M&M Boosts Engagement and Bottom Line with Data Analytics

After applying data science to over 18 years of customer information, M&M boosted engagement 15% and added a dollar to every shopping cart.

Need to Know

  • After bringing on a new data analytics partner and going over 18 years of customer data to gather insights, M&M’s customer’s food baskets have gone up more than a dollar.
  • Customer engagement is also up 15% since applying findings to their strategic marketing and operations.
  • M&M’s click-and-collect services have been growing 50% for the past four years.


CEO of M&M, Andy O’Brien, says that the company has had five straight years of comparable sales growth since the company was acquired by private equity firm Searchlight Capital Partners LP in 2014.

Once the executive team was chosen, O’Brien—previously with Kelsey’s and Montana’s Cookhouse—set about revitalizing the brand from its humble beginnings.

“People’s eating habits have changed, and we had to become more relevant,” says O’Brien.

What bolstered their transformation was that the frozen-food retailer was sitting on 18 years of unused information about nine million customers.

“We had about 40% of Canadian households in our database, but we weren’t using this information,” O’Brien told The Globe and Mail

After hiring predictive analytics and customer data company Retention Science (ReSci), M&M saw customer’s average food basket cost go up more than a dollar, profit margins rise, and sales per customer increase.
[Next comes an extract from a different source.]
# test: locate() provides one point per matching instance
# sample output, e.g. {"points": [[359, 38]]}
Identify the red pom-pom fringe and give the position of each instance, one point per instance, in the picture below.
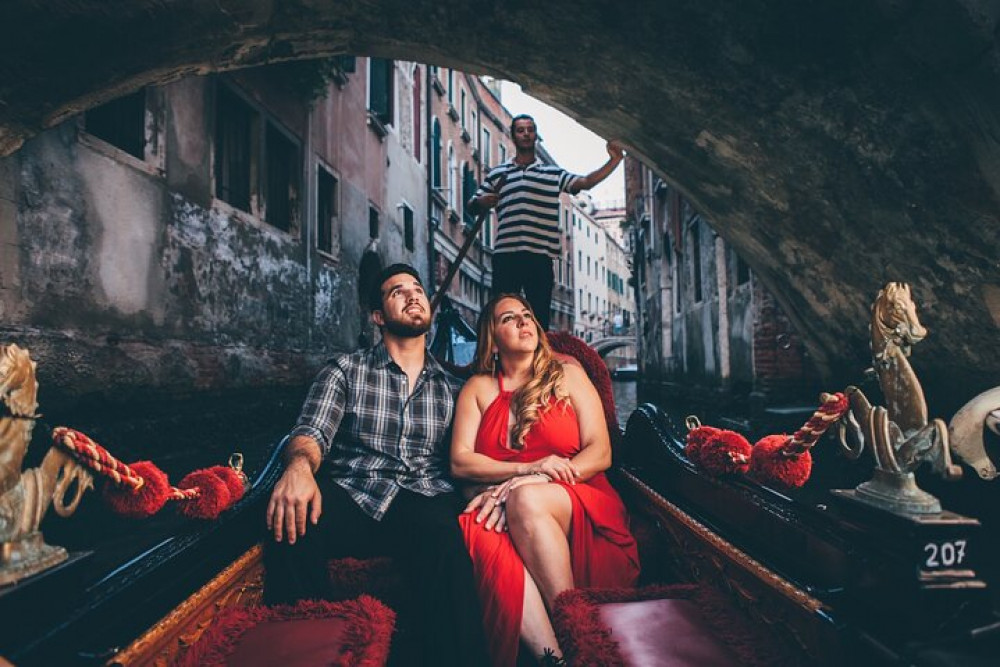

Not only that, but customer engagement has gone up 15% thanks to the findings from the research.

“The average commuting time [in Canada] has doubled since the 1980s, so they’re getting home later,” O’Brien says. “People in households eat differently too–they have separate meals at different times.”

M&M has discovered some neighborhoods prefer buying chicken on a more regular basis, or pot roasts once a quarter, and have been able to target its marketing strategies based on these new findings, as well as invest resources appropriately. Some rural areas that couldn’t support a full-fledged store saw M&M forging new partnerships for dedicated shelf space with retail operators like Rexall.

Not only has M&M cleaned up its food by removing artificial sweeteners, colors, and sugars from all their food, but the grocer is now prepped to offer new foods based on consumer trends, whether that’s plant-based “meats” or gluten-friendly meals.

The adoption of data analytics for a mid-sized company like M&M is helping them compete in the same space as Loblaws, Sobey’s, and Walmart. 

O’Brien says that they’re not slowing their digital focus anytime soon, in an interview with Strategy Online: “The goal is to have 25% of our business based on e-commerce [sales], which is a significant amount for food, given that food typically [represents] under 10% if not 5% [of retailers’ business].”

Along with adding Express Stores in urban centers, renovating existing stores to be more customer-friendly, and introducing a new rewards loyalty program, M&M has also seen its click-and-collect business grow 50% per year for the last four years. 

Chief Operating Officer of ReSci, Derek Kwan says it goes both ways: “AI and predictive science helps customers find the products they like best, and the company can tailor its products and marketing to what the customers like.”